The standard boxed fare had been too generic, and neither flowers nor candy had occurred to his fifth-grade brain. His mother had stepped in, deeming a pair of Bugs Bunny slippers—a character Maggie adored—perfect. She’d been right.
“Make yourself comfortable,” he said, more out of reflexive civility than necessity, since Maggie had already deposited a folded sheath of papers on his end table and was situating a steaming mug onto a coaster.
“What’s up?” he asked.
“Oh, nothing. Just wanted to say hi.”
Maggie up at midnight? A cup of what he presumed to be herbal tea? Did she really think she was fooling him?
“Let me grab my coffee.”
Sam nuked the dregs, parked his mug next to hers on the end table, and then settled himself in the recliner. Maggie, curled into a ball on the corner of his couch with her feet tucked neatly beneath her, watched him silently.

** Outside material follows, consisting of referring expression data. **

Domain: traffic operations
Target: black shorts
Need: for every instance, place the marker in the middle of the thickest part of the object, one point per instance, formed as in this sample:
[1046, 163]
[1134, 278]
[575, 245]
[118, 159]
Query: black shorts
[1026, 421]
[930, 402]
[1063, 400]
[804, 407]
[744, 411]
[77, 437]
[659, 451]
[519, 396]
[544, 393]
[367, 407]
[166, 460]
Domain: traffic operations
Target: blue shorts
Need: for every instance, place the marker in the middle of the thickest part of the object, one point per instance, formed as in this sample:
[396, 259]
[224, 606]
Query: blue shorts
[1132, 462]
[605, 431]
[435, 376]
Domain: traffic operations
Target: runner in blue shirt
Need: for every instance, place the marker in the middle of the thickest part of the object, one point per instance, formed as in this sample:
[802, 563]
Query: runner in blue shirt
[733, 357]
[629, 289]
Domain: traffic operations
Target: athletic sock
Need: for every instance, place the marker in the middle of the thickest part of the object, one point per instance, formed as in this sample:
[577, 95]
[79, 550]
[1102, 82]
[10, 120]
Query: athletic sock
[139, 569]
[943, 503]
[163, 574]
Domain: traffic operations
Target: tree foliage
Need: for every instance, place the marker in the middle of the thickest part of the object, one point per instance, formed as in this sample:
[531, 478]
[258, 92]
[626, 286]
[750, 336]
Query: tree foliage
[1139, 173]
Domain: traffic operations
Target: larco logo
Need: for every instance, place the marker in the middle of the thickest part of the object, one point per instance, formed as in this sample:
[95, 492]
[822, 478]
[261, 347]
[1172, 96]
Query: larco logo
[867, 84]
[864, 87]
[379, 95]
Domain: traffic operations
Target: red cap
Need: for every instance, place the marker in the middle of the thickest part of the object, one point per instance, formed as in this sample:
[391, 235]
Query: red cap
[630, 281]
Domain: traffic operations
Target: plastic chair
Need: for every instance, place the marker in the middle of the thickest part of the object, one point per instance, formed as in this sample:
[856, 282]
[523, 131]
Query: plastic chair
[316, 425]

Even if he couldn’t read the symptoms, Sam would have known Maggie was troubled simply because she wasn’t chatting away about whatever was on her mind.
There was a high-strung sort of agitation about her that reminded him of the tense moments between a flash of summer lightning and the explosion of thunder.
“So how’s it going?” He attempted to get her started.
“Fine, and you? Make lots of money on the stock market today?”